A monument outside the Franciscan monastery.  They didn't have a whole lot to see, since a portion of the monastery has been turned into a 4 star hotel.  They seem to be a working monastery as, well, though, since I saw a Franciscan monk walking down the street and talking on his cell phone... It felt very anachronistic, and I was tempted to take a picture!

Of course, it also means that I will likely not be seeing any more of Santiago this evening, since I still have to spray down my room and my backpack, as well as to move this evening, not to mention make dinner.  I am sad about that, but I am also getting excited about coming home.  I went to the Cathedral for the last time this morning, and I am glad that I was able to attend one of the "Chapter Masses" of the order that takes care of the Cathedral.  I didn't understand most of the sermon, but the chant done by the monks was very beautiful.

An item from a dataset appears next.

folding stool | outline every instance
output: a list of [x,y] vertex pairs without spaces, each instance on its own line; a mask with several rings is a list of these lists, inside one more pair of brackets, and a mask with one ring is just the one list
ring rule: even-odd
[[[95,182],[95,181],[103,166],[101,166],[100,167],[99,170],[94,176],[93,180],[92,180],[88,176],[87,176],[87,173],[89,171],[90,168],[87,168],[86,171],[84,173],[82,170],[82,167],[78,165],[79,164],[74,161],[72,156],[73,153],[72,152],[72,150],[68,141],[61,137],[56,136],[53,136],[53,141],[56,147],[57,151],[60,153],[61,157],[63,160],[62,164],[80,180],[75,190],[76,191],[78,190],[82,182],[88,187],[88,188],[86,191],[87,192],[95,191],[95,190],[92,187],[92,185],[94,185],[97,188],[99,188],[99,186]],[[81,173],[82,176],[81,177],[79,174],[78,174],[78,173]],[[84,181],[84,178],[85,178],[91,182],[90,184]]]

In one of the museums I visited, they had an exhibit about the use of wine and food in sacred ceremonies.  This picture of Jesus in a wine press is both a little surreal, and an interesting way to explain what the Eucharist is.

And, I was right last night--I definitely have a cold.  I have been blowing my nose incessantly, and have begun to cough, probably due to post-nasal drip.  I am just thankful that this didn't happen while I was walking!  I actually have a lot to be thankful for.  I am still walking on my own two feet, I already have a place on the bus to Madrid, and I get to head toward home in less than 24 hours.  I have my Compostela.  I have a clearer head and a lighter heart.  While I still haven't gotten any clear direction about my future, I DO know the next step.  I am abundantly blessed!

I went to the museum of modern art here in Santiago, and this is one of the sculptures there.  This particular artist had a thing for potatoes, so many of his sculptures incorporated them.  I'm afraid I can't remember his name at the moment...

And, tomorrow, I will leave my Albergue with the single room, go to Mass, and then head for the bus station.  I will then be traveling the first leg of going home--the trip to Madrid.  In just a little over 48 hours, I will be heading back to my normal life.  It is a little weird to think that my trip is basically over, and that it is time to turn toward home.  I will miss this, and I won't.  Just like I carried all of you with me, I will be carrying the Camino with me.  I hope I never quit being a pilgrim.